# Hey, Hey & G'day...Need help with this site!



## Rawlo (Jan 7, 2011)

G'day all, I'm all brand new to this site and just fumbling around around until I get to know it better...

Question, How do I add photo's of my smoken mare to my "Barn" I added her info but didn't have an available photo at the time, now I can't find an "add or upload picture". 

Also keep getting message I can't "message" until I've put up at least 5 posts, I do appoligise to Janita for not being able to reply to her yet. 

Any info on how to opperate this site smoothly would greatly be appreciated.

Cheers all, come on by & say G'day, as I also have no idea how to make friends here either. :lol:


----------



## mbender (Jul 22, 2009)

G'day mate welcome and someone here will help you with those questions
_Posted via Mobile Device_


----------



## RedTree (Jan 20, 2010)

heyy another Aussie woo 

okay first of for the barn thing, you have to go to your horse and then to the right of the screen there should be an upload button, if not maybe ask admin?

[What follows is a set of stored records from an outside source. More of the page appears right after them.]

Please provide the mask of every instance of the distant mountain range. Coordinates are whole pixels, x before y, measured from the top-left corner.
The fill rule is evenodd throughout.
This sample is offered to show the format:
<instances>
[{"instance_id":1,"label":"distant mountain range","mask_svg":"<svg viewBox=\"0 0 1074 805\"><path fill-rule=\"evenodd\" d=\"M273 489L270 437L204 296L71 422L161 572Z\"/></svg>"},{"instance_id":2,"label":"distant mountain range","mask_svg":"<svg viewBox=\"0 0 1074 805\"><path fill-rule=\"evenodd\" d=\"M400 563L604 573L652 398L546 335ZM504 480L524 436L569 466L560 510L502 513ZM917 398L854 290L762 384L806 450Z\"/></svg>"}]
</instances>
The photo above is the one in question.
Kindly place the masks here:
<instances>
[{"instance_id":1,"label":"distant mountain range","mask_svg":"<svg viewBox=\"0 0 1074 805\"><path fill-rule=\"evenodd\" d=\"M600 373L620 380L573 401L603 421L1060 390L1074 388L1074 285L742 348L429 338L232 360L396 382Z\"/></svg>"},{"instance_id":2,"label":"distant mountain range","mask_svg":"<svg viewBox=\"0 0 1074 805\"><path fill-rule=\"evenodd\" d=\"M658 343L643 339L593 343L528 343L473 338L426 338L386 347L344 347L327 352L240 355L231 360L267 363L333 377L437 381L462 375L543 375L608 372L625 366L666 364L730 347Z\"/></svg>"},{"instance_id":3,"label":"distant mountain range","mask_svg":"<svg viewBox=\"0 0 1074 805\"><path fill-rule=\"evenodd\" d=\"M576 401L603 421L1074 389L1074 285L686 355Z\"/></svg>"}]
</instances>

And I think you just have to make 5 posts to be able to do that lol one more post  I think it stops people getting spam from advertisment or something.. not to sure but there is a reason


----------



## mbender (Jul 22, 2009)

Hey Red! Saw the news on Australia. Where are you from that?
_Posted via Mobile Device_


----------



## Rawlo (Jan 7, 2011)

Hey Mbender, I'm not in QLD, but have many friends up there where it's all happening, there is wide devastation in the state of QLD but the positive to come from this is to see communities coming together no matter what race or religion to help there fellow neighbour.


----------



## Alwaysbehind (Jul 10, 2009)

Welcome to the forum.


----------



## mbender (Jul 22, 2009)

No kidding Rawlo! I am praying for those who are dealing with this devastating situation!
_Posted via Mobile Device_


----------